A dez dos agressores foi aplicada como medida de coação a prisão preventiva, a dois foi promovida a medida de imposição de conduta sob a forma de afastamento da vítima, um deles com vigilância eletrónica.

Em 52 por cento dos casos de tentativa de homicídio já tinha sido reportada história de violência doméstica na relação entre a vítima e o agressor. Uma informação omissa em relação aos restantes 48 por cento.O femicídio “é um fenómeno que traz consequências não só para as vítimas, como para os para os familiares e para a sociedade”, alertou Elisabete Brasil.

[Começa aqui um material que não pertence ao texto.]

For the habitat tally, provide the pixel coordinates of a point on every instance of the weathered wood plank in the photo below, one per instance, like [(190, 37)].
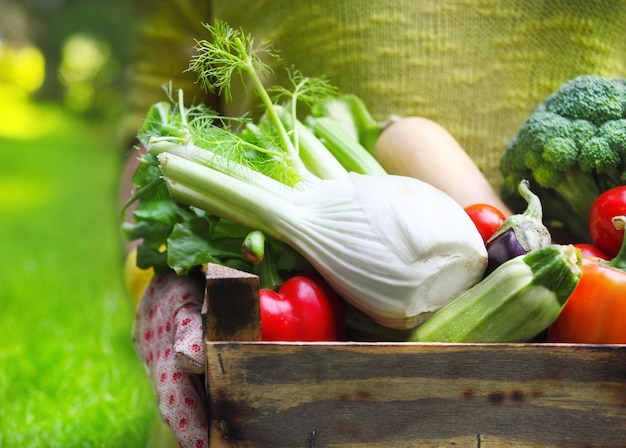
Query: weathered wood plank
[(231, 305), (407, 395)]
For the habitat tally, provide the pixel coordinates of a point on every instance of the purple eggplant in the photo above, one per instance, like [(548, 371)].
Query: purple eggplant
[(520, 233)]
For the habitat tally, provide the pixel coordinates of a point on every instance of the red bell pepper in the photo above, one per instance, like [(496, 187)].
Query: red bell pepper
[(304, 309), (595, 313)]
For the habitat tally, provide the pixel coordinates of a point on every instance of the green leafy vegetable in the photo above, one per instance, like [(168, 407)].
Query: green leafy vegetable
[(394, 247)]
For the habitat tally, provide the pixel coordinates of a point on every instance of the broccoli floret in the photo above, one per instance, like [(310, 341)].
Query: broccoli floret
[(572, 147)]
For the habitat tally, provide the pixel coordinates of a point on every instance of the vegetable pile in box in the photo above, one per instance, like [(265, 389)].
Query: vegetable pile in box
[(394, 247), (296, 194)]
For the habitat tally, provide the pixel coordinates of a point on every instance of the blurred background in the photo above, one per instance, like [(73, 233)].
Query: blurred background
[(68, 372)]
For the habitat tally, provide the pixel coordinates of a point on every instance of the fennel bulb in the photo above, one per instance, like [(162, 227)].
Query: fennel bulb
[(392, 246)]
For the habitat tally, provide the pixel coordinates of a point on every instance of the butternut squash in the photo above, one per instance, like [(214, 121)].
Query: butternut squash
[(421, 148)]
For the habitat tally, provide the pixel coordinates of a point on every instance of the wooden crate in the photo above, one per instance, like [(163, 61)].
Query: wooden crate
[(400, 394)]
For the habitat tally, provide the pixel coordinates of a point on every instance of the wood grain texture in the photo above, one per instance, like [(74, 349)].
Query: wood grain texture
[(230, 311), (413, 395)]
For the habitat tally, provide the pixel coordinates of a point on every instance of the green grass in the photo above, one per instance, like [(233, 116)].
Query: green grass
[(69, 376)]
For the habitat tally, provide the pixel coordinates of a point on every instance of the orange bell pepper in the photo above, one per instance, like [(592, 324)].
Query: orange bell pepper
[(595, 313)]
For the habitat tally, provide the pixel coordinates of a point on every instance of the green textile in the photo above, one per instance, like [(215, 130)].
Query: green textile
[(476, 67)]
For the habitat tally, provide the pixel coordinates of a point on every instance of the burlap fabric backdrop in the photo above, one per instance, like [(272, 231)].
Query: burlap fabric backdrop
[(476, 67)]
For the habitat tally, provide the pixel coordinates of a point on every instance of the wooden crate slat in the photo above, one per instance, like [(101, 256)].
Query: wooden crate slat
[(369, 395)]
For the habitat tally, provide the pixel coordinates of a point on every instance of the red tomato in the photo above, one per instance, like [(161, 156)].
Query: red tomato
[(603, 234), (487, 219), (304, 309), (595, 312), (589, 250)]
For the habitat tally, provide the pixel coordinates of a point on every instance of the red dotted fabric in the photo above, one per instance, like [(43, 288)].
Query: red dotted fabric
[(167, 335)]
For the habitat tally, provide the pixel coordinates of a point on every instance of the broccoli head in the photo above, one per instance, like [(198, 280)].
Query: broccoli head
[(572, 147)]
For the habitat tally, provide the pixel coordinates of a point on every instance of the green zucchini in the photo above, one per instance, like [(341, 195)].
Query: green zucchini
[(515, 303)]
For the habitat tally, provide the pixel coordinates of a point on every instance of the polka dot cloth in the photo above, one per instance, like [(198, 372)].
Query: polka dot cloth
[(167, 335)]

No entanto, em 15 das 23 tentativas não existia informação relativa à participação criminal junto das entidades judiciais. Três dos autores estavam, à data dos crimes, a cumprir pena no âmbito de outro processo judicial. Noutras três situações reportadas corriam processos crime por violência doméstica.

A OMA registou ainda 28 vítimas associadas (11 vítimas associadas aos femicídios consumados e 17 nas tentativas de homicídio) e um total de 45 filhas/os das vítimas (27 no femicídio consumado e 18 na forma tentada).

Para assinalar o Dia Internacional para a Eliminação Contra as Mulheres, a UMAR vai promover no sábado uma marcha contra a violência que parte do Largo do Intendente, em Lisboa.
Muito cedo para falar em tendência decrescente
Apesar de pelo terceiro ano se registar uma diminuição no número de casos de violência doméstica, a União de Mulheres Alternativa e Resposta sublinha que ainda é muito cedo para falar de uma tendência decrescente.

“Aquilo que verificamos nos últimos três anos, é que realmente uma diminuição de ano para ano. De qualquer forma, e tendo em conta todo o panorama e história do femicídio em Portugal, achamos que devemos usar de toda a cautela, não obstante afirmarmos esta diminuição e nos congratularmos com ela”, ressalvou Elisabete Brasil, da UMAR, em entrevista na RTP3.

Em relação aos casos em que as mulheres foram assassinadas mesmo depois de apresentarem queixas de violência doméstica às autoridades, Elisabete Brasil esclarece que “um terço das situações que terminaram em femicídio estavam já a ser analisadas, pelo Ministério Público e nalgumas delas existiam medidas de coação”.“Grande parte das situações vai aumentando numa escalada de violência e terminam no femicídio ou na sua tentativa. Em grande parte delas, havia já uma história de violência", frisou.

Elisabete Brasil afirma que as medidas “que estão a ser tomadas” em muitas situações de violência doméstica “não são suficientes para evitar a morte das mulheres”.

“Aquilo a que assistimos é que muitas vezes na violência doméstica é que são as vítimas que são responsabilizadas, não só pelo crime, mas também pela sua proteção”

Para a responsável da UMAR, nas situações de violência doméstica é necessário “mais prevenção”.

“Essa prevenção é desde logo primária, no sentido de trabalharmos com jovens no sentido de uma educação para a cidadania e para a igualdade entre homens e mulheres. De exemplos positivos de conjugalidade e de relações de intimidade”, defendeu.

Elisabete Brasil recordou que “a maior parte das relações conjugais em Portugal não se baseiam em situações de violência doméstica, nem acabam com este desfecho”.